A key task for organizing committees will be determining which demands are most important to the workers at their store, and then charting a path to winning those demands by first voting for the union. 

  1. Courts and negotiators won’t save us; class struggle gets the goods

The experience of the failed IWW organizing campaign at Starbucks in 2005 shows exactly why workers can’t rely on the NLRB and the legal process alone to deliver justice. In that campaign, it took over 10 months for the first fired worker to receive a hearing. 10 months or even 3 months from now will be too late. 

There is a certain legal wildcard in the case of the fired Memphis workers which, if sufficient pressure is applied, could lead to an expedited legal process. Just days before the firings, the new Biden-appointed general council of the NLRB launched an initiative to ramp up the use of 10(j) injunctions to provide immediate protection for workers facing retaliation for organizing. In a very immediate sense if the NLRB is forced to act, this could be a defeat for Starbucks. However, it is far from guaranteed.

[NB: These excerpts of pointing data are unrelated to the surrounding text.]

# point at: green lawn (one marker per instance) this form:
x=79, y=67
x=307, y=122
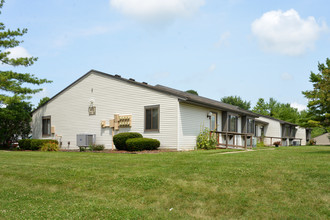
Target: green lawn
x=287, y=182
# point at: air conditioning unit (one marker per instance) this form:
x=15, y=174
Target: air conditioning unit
x=84, y=140
x=296, y=143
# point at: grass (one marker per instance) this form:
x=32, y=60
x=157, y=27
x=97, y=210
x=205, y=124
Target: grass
x=287, y=182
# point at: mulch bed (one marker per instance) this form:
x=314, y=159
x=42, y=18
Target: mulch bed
x=122, y=151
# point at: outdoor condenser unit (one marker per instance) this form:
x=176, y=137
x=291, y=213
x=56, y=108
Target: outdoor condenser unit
x=84, y=140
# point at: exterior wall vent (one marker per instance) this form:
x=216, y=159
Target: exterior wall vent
x=84, y=140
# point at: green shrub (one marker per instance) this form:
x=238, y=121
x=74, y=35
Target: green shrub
x=138, y=144
x=261, y=144
x=49, y=146
x=98, y=147
x=277, y=143
x=311, y=142
x=25, y=144
x=36, y=144
x=120, y=139
x=205, y=140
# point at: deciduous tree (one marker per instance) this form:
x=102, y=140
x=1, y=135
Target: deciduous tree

Starbucks has infinite resources to fight workers through the courts and the NLRB. According to independent reporting, Starbucks is spending as much as $132,000 per day on union-busting lawyers from the anti-union law firm Littler Mendelsohn, and the company’s top legal counsel receives a salary of $5.3 million.

Starbucks doesn’t care if they ultimately lose a case at the NLRB – the point is to embroil the workers in a legal battle that undermines organizing. As one labor expert points out, “the legal strategy [of Starbucks] seems designed to buy whatever time the company can get, regardless of whether the arguments might succeed… For any employer with the kind of resources that Starbucks has available, time is their favorite weapon.”

Workers can’t afford to wait. Following the firings, Starbucks Workers United organized a lively picket outside the Memphis store. This is an excellent first step. We should build on this by escalating actions that will disrupt the company’s profits and force them to reinstate the fired workers. An important next step could be organizing a national day of action in solidarity with the Memphis workers and a national organizing call with pro-union Starbucks workers to discuss possible strike action.

If the company refuses to reinstate the workers in Memphis, or if the NLRB’s general council fails to secure an injunction in federal court, we have to be prepared to escalate our struggle. We should discuss using walkouts or strikes to demand the rehiring of fired workers, calling on the labor movement to join us in solidarity. This is something that the unions in Seattle, British Columbia, and New York ultimately failed to do, and an important reason why they lost.

At every step, we have to remember that our power doesn’t come from lawyers, negotiators, or clever arguments to management. It comes from our power as workers to disrupt the profits of our bosses and build solidarity with other working people. In other words, “power at the bargaining table comes from power outside.”

If we are going to win (and keep) a historic union at Starbucks, it will take militant solidarity among unions, socialists, and all working people. Starbucks workers must lead the way with a fighting, class struggle approach. Socialist Alternative will continue to support the fight in whatever way we can, and we urge all working people to do the same.